Economics Time Value Of Money Questions Long
Perpetuity due payment refers to a series of equal cash flows that occur at the end of each period indefinitely. In other words, it is a stream of payments that continues forever. The concept of perpetuity due payment is commonly used in finance and economics to calculate the present value or future value of an infinite cash flow stream.
To understand the application of perpetuity due payment in time value of money calculations, it is important to first grasp the concept of time value of money. Time value of money is the idea that a dollar received today is worth more than a dollar received in the future due to the potential to earn interest or invest the money. Therefore, to compare cash flows occurring at different points in time, we need to consider the time value of money.
When dealing with perpetuity due payment, the time value of money calculations involve determining the present value or future value of the infinite cash flow stream. The present value of a perpetuity due payment is the value of all the future cash flows discounted to their present value. The future value of a perpetuity due payment is the sum of all the future cash flows compounded to a specific future point in time.
To calculate the present value of a perpetuity due payment, we use the formula:
PV = C / r
Where PV is the present value, C is the cash flow received at the end of each period, and r is the discount rate or interest rate. The discount rate represents the opportunity cost of investing the money elsewhere.

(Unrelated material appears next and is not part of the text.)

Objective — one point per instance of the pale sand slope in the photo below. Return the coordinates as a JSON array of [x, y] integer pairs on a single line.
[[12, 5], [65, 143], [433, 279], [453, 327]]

For example, if you are expecting to receive $1,000 at the end of each year indefinitely, and the discount rate is 5%, the present value of this perpetuity due payment would be:
PV = $1,000 / 0.05 = $20,000
This means that the present value of the infinite stream of $1,000 payments is $20,000.
Similarly, to calculate the future value of a perpetuity due payment, we use the formula:
FV = C / (r - g)
Where FV is the future value, C is the cash flow received at the end of each period, r is the discount rate, and g is the growth rate of the cash flows. The growth rate represents the rate at which the cash flows are expected to increase over time.
For instance, if the cash flows are expected to grow at a rate of 3% per year, and the discount rate is 5%, the future value of the perpetuity due payment would be:
FV = $1,000 / (0.05 - 0.03) = $50,000
This means that the future value of the infinite stream of $1,000 payments, growing at a rate of 3% per year, is $50,000.
In summary, perpetuity due payment is a concept that involves a series of equal cash flows occurring indefinitely. It is commonly used in time value of money calculations to determine the present value or future value of the infinite cash flow stream. By discounting the future cash flows to their present value or compounding them to a specific future point in time, we can assess the value of perpetuity due payments in terms of their current or future worth.